G. Patient P5 was admitted [DATE] and discharged [DATE]. Telemetry was ordered 10/15/17 upon admission. The MR lacked documentation of routine saved telemetry strip(s) between 10/15/17 1858 hours and 10/16/17 at 1845 hours.
3. Observation on 12/4/17 between 10:30am and 12:30pm in the presence of A6, Quality Nurse: At approximately 10:45am it was noted that patient PAs telemetry monitor had been alarming with unrecognizable readings for approximately 5 minutes. Upon question for explanation of what the monitor was doing, manager A4 went to room and indicated the leads needed changed. At approximately 11:30am it was noted that the monitor for patient PA continued to alarm with no staff tending to the alarm. Asked A5 US, unit secretary, if he/she knew what was going on and if a nurse should be contacted. A5 indicated the patient must be throwing up or something, then went to check. Upon return indicated no, patient PA was just lying there. A5 then indicated unit must need changed, took another telemetry unit to the patient's room and reconnected.

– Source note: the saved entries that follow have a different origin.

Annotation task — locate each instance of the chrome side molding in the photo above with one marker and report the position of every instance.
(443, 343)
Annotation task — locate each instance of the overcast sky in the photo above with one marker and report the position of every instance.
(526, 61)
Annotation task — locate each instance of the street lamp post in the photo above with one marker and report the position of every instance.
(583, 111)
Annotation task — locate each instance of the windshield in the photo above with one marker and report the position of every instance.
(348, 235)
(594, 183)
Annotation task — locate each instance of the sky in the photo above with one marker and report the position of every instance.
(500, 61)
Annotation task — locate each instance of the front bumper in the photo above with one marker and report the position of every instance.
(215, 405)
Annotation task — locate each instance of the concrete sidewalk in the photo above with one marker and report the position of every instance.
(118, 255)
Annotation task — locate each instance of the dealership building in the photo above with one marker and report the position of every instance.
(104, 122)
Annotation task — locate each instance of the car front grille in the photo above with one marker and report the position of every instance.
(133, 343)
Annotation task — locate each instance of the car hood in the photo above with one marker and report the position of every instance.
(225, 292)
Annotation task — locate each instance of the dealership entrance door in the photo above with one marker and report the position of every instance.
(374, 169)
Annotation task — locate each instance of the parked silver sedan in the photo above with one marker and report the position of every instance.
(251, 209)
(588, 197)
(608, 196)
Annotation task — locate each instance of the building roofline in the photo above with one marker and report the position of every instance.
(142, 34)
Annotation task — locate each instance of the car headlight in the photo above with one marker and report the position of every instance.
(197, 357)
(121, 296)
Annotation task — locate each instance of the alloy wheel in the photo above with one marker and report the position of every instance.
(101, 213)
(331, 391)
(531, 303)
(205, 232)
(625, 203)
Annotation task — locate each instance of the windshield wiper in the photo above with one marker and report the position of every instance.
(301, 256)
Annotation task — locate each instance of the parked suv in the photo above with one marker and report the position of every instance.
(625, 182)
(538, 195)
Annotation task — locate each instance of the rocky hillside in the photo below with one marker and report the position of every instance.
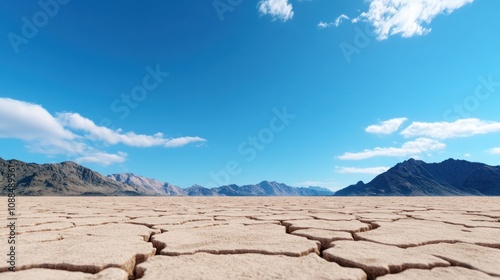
(66, 178)
(147, 186)
(415, 177)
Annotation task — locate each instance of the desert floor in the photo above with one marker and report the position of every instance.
(254, 238)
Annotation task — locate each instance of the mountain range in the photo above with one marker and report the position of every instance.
(409, 178)
(69, 178)
(415, 177)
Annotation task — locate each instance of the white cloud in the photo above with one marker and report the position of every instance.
(406, 17)
(444, 130)
(335, 23)
(76, 121)
(418, 146)
(277, 9)
(386, 127)
(71, 134)
(339, 19)
(329, 185)
(28, 121)
(323, 24)
(495, 151)
(368, 170)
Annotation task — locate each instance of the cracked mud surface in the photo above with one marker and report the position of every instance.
(255, 238)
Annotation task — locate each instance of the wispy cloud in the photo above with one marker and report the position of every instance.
(339, 19)
(456, 129)
(335, 23)
(277, 9)
(356, 170)
(386, 127)
(329, 185)
(407, 18)
(71, 134)
(495, 151)
(418, 146)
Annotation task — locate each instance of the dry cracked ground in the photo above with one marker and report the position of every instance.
(255, 238)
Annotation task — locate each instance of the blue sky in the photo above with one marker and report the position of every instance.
(213, 92)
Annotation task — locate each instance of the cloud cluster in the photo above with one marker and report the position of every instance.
(456, 129)
(495, 151)
(335, 23)
(429, 136)
(386, 127)
(277, 9)
(407, 18)
(72, 134)
(368, 170)
(418, 146)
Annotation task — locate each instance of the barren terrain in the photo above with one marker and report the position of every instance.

4. On 12/4/17 at approximately 12:15pm patient PA indicated that at times he/she does have to wait quite a while for the call light to be answered. Stated it's about 50/50 on times to get a timely response. PA indicated that staff assist him/her up to the bathroom, but that he/she is left alone when toileting. PA indicated that he/she is not aware of being on any type of fall protocol. PA stated that last night his/her heart monitor fell out of his/her pocket, hit his/her foot real hard causing soreness and bruising, then hit the floor. PA indicated the heart monitor was not changed after the incident.
5. On 12/4/17 between 10:30am and 12:30pm A6 indicated telemetry strips are to be added to the MR at least 1 time every shift and for any abnormal readings. A6 verified lack of documentation of telemetry strips for patients PA and PB as indicated in MR review. On 12/4/17 at approximately 6:00pm A6 verified lack of documentation of telemetry strips and toileting assistance per policy for patients P1, P2, P3, P4 and P5. On 12/5/17 at approximately 12:20pm A6 verified MR reviews with missing telemetry strips and toileting assistance.